My task is to analyze German Interviews of different people regarding one topic. I am free in choosing an analysis. I am also checking the sentiment analysis to compare the two groups and I would like to show the main message (in keywords) and the connections between those words. By doing the same analysis two times for the two different groups, I want to be able to compare the results of the two groups in order to show differences and similarities.
Now my questions:
- Is that keyword and connection analysis possible or is there any other analysis in knime, which would be better for analysing Interviews?

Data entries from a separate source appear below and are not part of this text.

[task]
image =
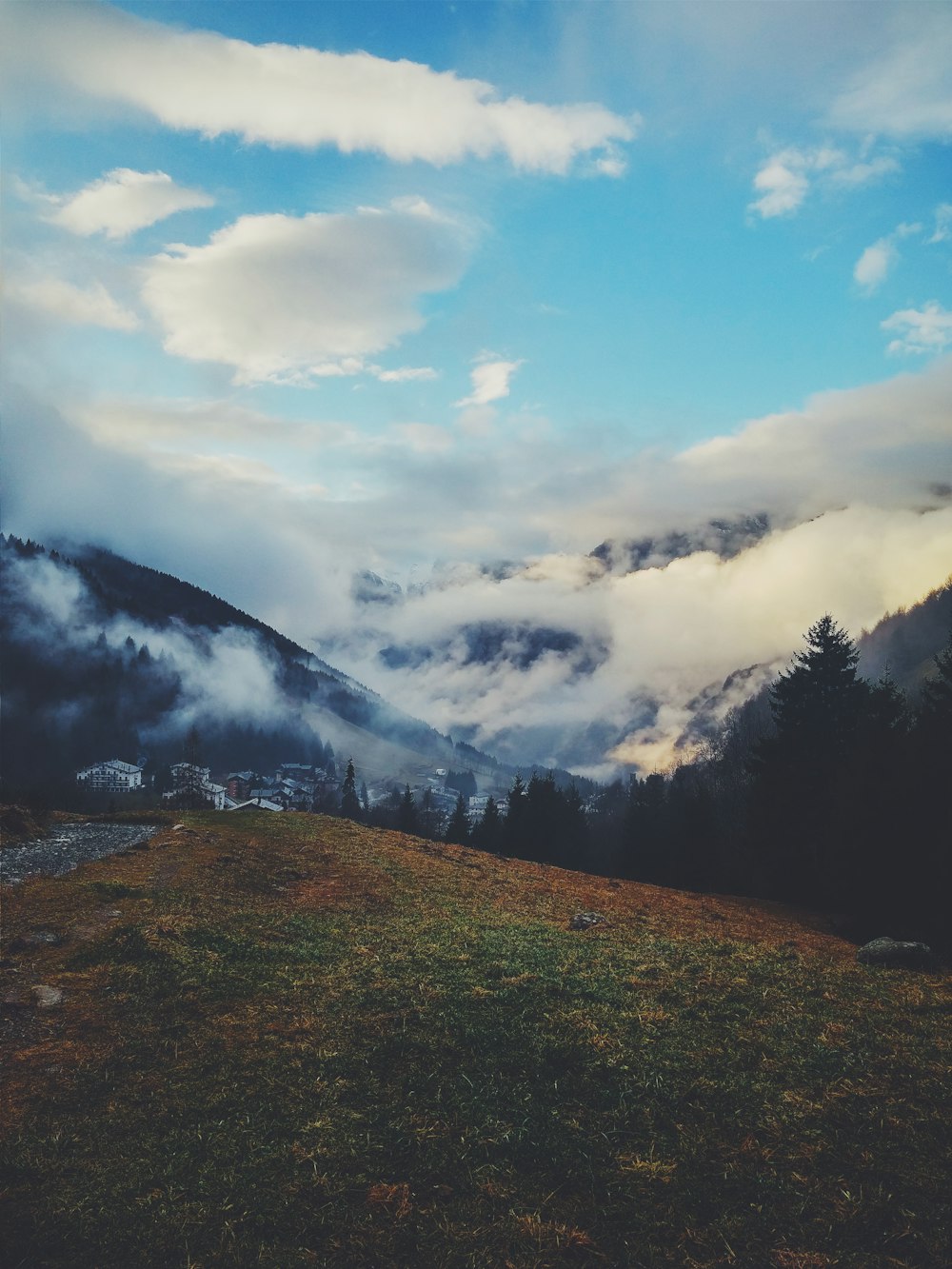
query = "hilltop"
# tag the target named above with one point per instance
(296, 1041)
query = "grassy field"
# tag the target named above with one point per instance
(288, 1041)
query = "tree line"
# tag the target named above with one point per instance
(829, 791)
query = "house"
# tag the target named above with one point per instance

- The Interviews contain 4 to 5 different subtopics. I can decide to analyse one of them or the whole interviews. For me it seems easier to analyse just one topic but I am wondering whether it is enough for knime to have just about 300 words in one interview sometimes?
Thank you in advance!
That’s an interesting topic!
I guess you can approach your analysis in different ways, depending on your research question(s).
KNIME Analytics Platform provides a couple of nodes to extract keywords from a single document, that is the Chi-Square Keyword Extractor node and the Keygraph Keyword Extractor node. Moreover, you can also compute TF-IDF. The performance of TF-IDF are usually comparable with the one from Chi-Square Keyword Extractor and the Keygraph Keyword Extractor nodes.
Ones you have extracted the keywords from the documents you can compare those between documents. To do that, you can use similarity search for example.
An example workflow showing this is available in the 50_Applications folder under the EXAMPLES server. The path to the workflow is the following: knime://EXAMPLES/50_Applications/33_Emil_the_TeacherBot/Emil_the_TeacherBot
To answer to your second question: KNIME does not have any restriction on this. If you want you can analyse a document containing 300 words. However, the number of keywords to extract from a text really depends on the length of the document being analyzed and on further steps required in the analysis.
Hope that helps! Good luck for your thesis!
Thank you for that answer, it gives me good input for further thinking!